Over coffee she talked about Milwaukee. She mentioned her daughter, of whom I had not previously heard, and said she was staying with her mother, whom she hadn’t mentioned either. She also talked about her boss; the implication seemed to be that he was married, and that she was sleeping with him, and doing so largely because he was there. She never quite said this, but I wouldn’t have inferred it if she hadn’t wanted me to.
Then we went up to her room, and told each other that the floorshow probably hadn’t been as bad as it seemed to us, and then we went to bed, and neither of us could get in the mood. I made us a couple of drinks and we talked.
I came fairly close to opening up. I talked a little about the years in Special Forces, and a little more about how I had spent my time since my discharge, and some more about the things I might do next. Or might not do. I didn’t say as much as I might have, but I think she understood more than I put words to. After a while we got off that peg and started talking about things instead, and talked for hours, and then made love after all.

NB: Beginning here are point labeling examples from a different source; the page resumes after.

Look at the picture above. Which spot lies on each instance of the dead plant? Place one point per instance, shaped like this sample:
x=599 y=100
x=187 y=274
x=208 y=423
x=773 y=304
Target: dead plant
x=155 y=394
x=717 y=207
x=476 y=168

We never did get to sleep. Her plane left at ten and she wouldn’t let me take her to it. I didn’t argue with her. It was getting very difficult to avoid talking about us and what future we might have. Neither of us had broached the subject but sooner or later one of us might, and that seemed like a bad idea. I watched her pack. At eight she went downstairs to check out and I went to my room.
From ten, when her plane was supposed to take off, until three, by which time it would have long since arrived, I kept my radio on. I was absolutely certain her plane would crash, and I couldn’t decide whether this meant that I was terrified of losing her or that I
wanted
the plane to crash. Then I decided that they were both the same thing, and then I thought that if I had kept my appointment with the psychiatrist it would have been one of the questions I could have asked him. But of course the appointment would have taken place before her flight, and—
I stayed awake all day Sunday, and all that night, and most of Monday as well. I spent most of the time walking around. I ordered a few meals but couldn’t get much down. Early Monday afternoon I wrote her a long letter telling her that I loved her and wanted to marry her and adopt her daughter and get a job with a future. I used an entire stack of hotel stationery. Then I panicked because I didn’t have her address, and then I remembered that I could get it from the hotel registration card. I decided to do that right away, but first I stretched out on the bed for a moment to think how grand our life would be together, and everything caught up with me and I slept for twenty hours.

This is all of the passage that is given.